The Sociedade Filarmónica Lira Fraternal Calhetense was formed in 1888, from a small group of Republicans, that included the teacher Manuel Pereira Gomes, who organized a group of fourteen musicians that played until around 1910. After a period of inactivity, a new band was established during the 1920s by a group of youth supported by Father Lourenço of Ribeirinha (then parish priest). In 1930 the Lira Fraternal Calhetense returned, this time under the directorship of Gregório Reis, until he left to form the União Musical Calhetense beginning a rivalry between the established bands in 1934. Some families stopped talking to each other, friends parted ways, as the distinction between the Musica Nova (the "new music"), of the União Musical, and the Musica Velha ("old music") of the traditionalist Lira Fraternal Calhetense. This rivalry would remain bitter as the Lira Fraternal Calhetense was directed by João Ávial de Melo, and would persist until the 1940s when few musicians and financial difficulties would force the integration of both bands. Over the years many musicians and band directors would flow into and out of the Fraternal Calhetense, but none of the antagonisms from the mid-century would persist.

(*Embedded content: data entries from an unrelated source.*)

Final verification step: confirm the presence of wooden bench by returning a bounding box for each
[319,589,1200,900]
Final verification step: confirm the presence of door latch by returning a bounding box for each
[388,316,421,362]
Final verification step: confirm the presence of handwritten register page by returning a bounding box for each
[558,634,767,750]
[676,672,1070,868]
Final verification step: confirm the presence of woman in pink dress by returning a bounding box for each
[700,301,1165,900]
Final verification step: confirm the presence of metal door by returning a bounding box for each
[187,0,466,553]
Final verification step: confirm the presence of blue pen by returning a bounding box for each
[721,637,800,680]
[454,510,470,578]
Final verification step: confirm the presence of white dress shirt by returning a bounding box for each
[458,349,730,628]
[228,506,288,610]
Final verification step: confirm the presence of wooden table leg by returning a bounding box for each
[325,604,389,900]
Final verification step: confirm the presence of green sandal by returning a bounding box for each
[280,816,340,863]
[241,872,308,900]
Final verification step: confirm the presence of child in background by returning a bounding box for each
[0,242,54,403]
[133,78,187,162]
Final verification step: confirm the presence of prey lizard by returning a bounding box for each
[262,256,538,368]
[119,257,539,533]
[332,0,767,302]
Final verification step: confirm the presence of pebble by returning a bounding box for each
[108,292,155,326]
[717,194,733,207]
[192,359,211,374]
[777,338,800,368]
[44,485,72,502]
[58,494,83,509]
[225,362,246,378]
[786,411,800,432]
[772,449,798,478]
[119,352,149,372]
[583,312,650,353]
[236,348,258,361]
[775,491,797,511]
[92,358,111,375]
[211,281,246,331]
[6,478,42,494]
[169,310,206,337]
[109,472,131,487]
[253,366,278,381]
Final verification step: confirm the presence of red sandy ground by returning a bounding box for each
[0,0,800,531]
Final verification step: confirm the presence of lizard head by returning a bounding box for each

Annually, the Festa da Lira Fraternal Calhetense on the second weekend of July, is a consequence of the elevated stature of this institution to the community. It brings other musical groups from around the island, as well as abroad, for a couple days of concerts.

==Notable citizens==
- José Dias de Melo (8 April 1925 - São José; 24 September 2008), author, noted for many of his writings on whaling, emigration and Azorean life, that included "Toadas do Mar e da Terra", "Pedras Negras", "Mar Rubro" and "Mar Pla Proa".